Read The Flower Arrangement Online

Authors: Ella Griffin

The Flower Arrangement (23 page)

The moonlight had papered over all the cracks on the facade of the shabby Georgian terraced house that Ciara had moved into last September. It looked reassuringly solid from the outside, like a proper home, but it wasn't the kind of place that anybody stayed in for very long. It was a shabby mansion full of temporary lives. The huge, drafty
rooms had been subdivided into odd-shaped flats with incongruously high sash windows and chipped plaster ceiling roses.

Ciara stopped at the bottom of the granite steps that led up to the front door and shoved the roses into the green bin. It was nearly three in the morning, but all the lights were on in the basement flat where Mrs. Costello, the eighty-eight-year-old widow who owned the house, still lived. She took the bouquet out of the bin and went lightly down the steps and left it on her worn doormat. As she climbed the steps again, she heard Mrs. Costello singing to Princess, her ancient, battle-scarred cat.
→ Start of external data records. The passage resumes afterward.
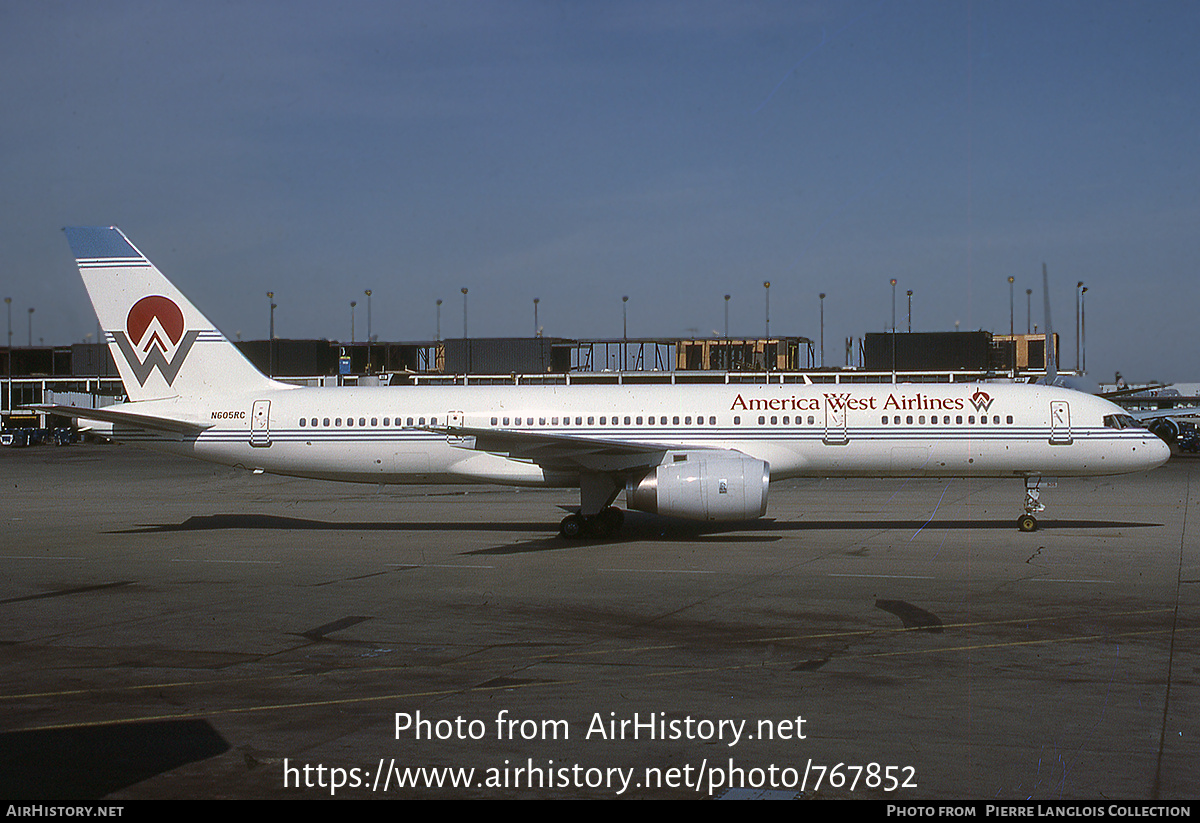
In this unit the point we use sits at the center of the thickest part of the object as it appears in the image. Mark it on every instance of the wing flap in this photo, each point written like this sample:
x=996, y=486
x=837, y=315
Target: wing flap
x=559, y=451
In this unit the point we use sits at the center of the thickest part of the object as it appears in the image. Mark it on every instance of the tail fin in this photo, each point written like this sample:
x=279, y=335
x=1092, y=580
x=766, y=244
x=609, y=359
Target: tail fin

One of these days they were both going to join Ciara's ghostly pee-watch.

*   *   *

The next morning, when Ciara got up, Suzanne was kneeling in the shower stall dressed in a pair of silver hot pants and a pink T-shirt that said:
I may not have free will but I have free won't.

Suzanne liked to dress up when she cleaned the flat. “It's impossible to feel like a drudge when you're wearing a tiara,” she'd explained to Ciara the week she moved in.

Ciara flipped the loo lid down and sat watching Suzanne scrubbing the grotty grouting between the tiles with an electric toothbrush.

“Is someone coming over?” She had been planning to turn on the TV and stay on the sofa all day. Possibly all weekend.

“My parents will be here in an hour,” Suzanne said over her shoulder. “Dad wanted to take Mum for lunch, but she wasn't up to it so I said I'd cook.”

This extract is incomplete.